NodeStealer Malware Hijacking Facebook Business Accounts for Malicious Ads

Compromised Facebook business accounts are being used to run bogus ads that employ “revealing photos of young women” as lures to trick victims into downloading an updated version of a malware called NodeStealer.

“Clicking on ads immediately downloads an archive containing a malicious .exe ‘Photo Album’ file which also drops a second executable written in .NET – this payload is in charge of stealing browser cookies and passwords,” Bitdefender said in a report published this week.

NodeStealer was first disclosed by Meta in May 2023 as a JavaScript malware designed to facilitate the takeover of Facebook accounts.
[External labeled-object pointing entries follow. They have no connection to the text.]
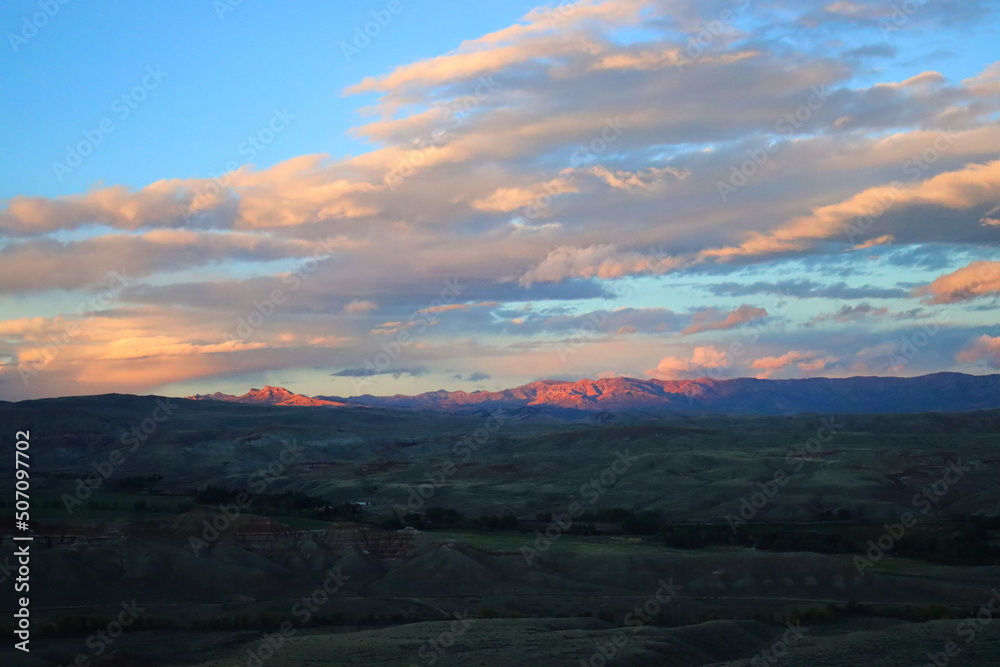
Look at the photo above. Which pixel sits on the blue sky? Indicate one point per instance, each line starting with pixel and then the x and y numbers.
pixel 486 194
pixel 226 71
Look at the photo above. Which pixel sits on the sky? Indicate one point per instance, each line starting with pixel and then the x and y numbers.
pixel 396 197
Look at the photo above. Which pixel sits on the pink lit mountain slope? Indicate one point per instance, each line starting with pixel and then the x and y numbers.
pixel 939 392
pixel 268 396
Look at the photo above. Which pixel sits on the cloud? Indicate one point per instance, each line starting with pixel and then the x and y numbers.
pixel 415 371
pixel 477 376
pixel 710 319
pixel 975 280
pixel 597 261
pixel 806 289
pixel 703 361
pixel 851 314
pixel 804 359
pixel 359 307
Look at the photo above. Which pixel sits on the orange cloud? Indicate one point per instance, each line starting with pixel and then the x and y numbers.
pixel 975 280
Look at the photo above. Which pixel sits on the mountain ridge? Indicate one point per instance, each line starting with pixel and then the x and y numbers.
pixel 936 392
Since then, the threat actors behind the operation have leveraged a Python-based variant in their attacks.

The malware is part of a burgeoning cybercrime ecosystem in Vietnam, where multiple threat actors are leveraging overlapping methods that primarily involve advertising-as-a-vector on Facebook for propagation.
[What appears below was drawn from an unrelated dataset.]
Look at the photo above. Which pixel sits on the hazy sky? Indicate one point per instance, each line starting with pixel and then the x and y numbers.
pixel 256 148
The latest campaign discovered by the Romanian cybersecurity firm is no different in that malicious ads are used as a conduit to compromise users’ Facebook accounts.

“Meta’s Ads Manager tool is actively exploited in these campaigns to target male users on Facebook, aged 18 to 65 from Europe, Africa, and the Caribbean,” Bitdefender said. “The most impacted demographic is 45+ males.”

Besides distributing the malware via Windows executable files disguised as photo albums, the attacks have expanded their targeting to include regular Facebook users. The executables are hosted on legitimate.

The ultimate goal of the attacks is to leverage the stolen cookies to bypass security mechanisms like two-factor authentication and change the passwords, effectively locking victims out of their own accounts.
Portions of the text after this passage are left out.